NCPA to HHS: Pharmacists are allies in health-reform shift to preventive care

ALEXANDRIA, Va. The reformed U.S. healthcare system could unleash a surge in patient demand for preventive care services, and community pharmacists should be part of any plan to meet that demand, the independent pharmacy lobby told Obama administration health officials.

That message came from the National Community Pharmacists Association in comments recently submitted to the Department of Health and Human Services. The group urged the officials implementing the Patient Protection and Affordable Care Act to make full use of community pharmacists in the nation’s increasing reliance on preventive care — particularly if the health-reform law encourages patients to take advantage of low-cost health-and-wellness services provided through federally funded programs.
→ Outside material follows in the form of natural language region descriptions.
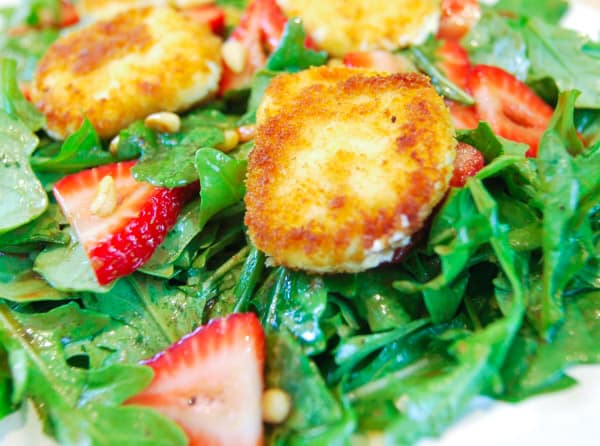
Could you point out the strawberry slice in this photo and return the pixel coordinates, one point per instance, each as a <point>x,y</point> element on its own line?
<point>458,17</point>
<point>209,14</point>
<point>259,32</point>
<point>211,382</point>
<point>379,60</point>
<point>119,241</point>
<point>453,60</point>
<point>468,162</point>
<point>512,109</point>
The NCPA weighed in after HHS issued a proposed interim final rule on the implementation of the massive health-reform act. The agency is recommending that participating health plans and insurers waive patient co-pays for certain recommended preventive services and vaccines.

“Examples of preventative services commonly available at community pharmacies include blood pressure and cholesterol screening, tobacco cessation and obesity-related counseling and intervention,” the NCPA noted. “The HHS requirement would apply to private, nongrandfathered group health plans and health insurance issuers offering group or individual health insurance coverage through the health insurance exchanges scheduled to take effect in 2014.”

The independent pharmacy group is asking HHS to make two adjustments to its proposed rule. One, the NCPA told the agency, is to “modify the rule to allow patients to receive certain preventative services from any qualified provider [including community pharmacies] without incurring a co-payment.” The group also urged HHS to “actively promote a more collaborative approach to healthcare services by encouraging health plans to enlist the services of allied healthcare providers, such as pharmacists, to help provide community-based preventative care services to plan enrollees.”

An initial investment in preventative care services, the NCPA noted in its comments, “can reap many downstream benefits, including demonstrable improvement in patient care outcomes, a reduction in hospital re-admissions and ultimately savings due to lower healthcare costs."

“Just as the practice of medicine has undergone a change in focus from treatment of disease states to preventative care, pharmacy has gone from an emphasis on medication dispensing to one of effective medication use and achieving optimal patient outcomes,” the group told HHS officials.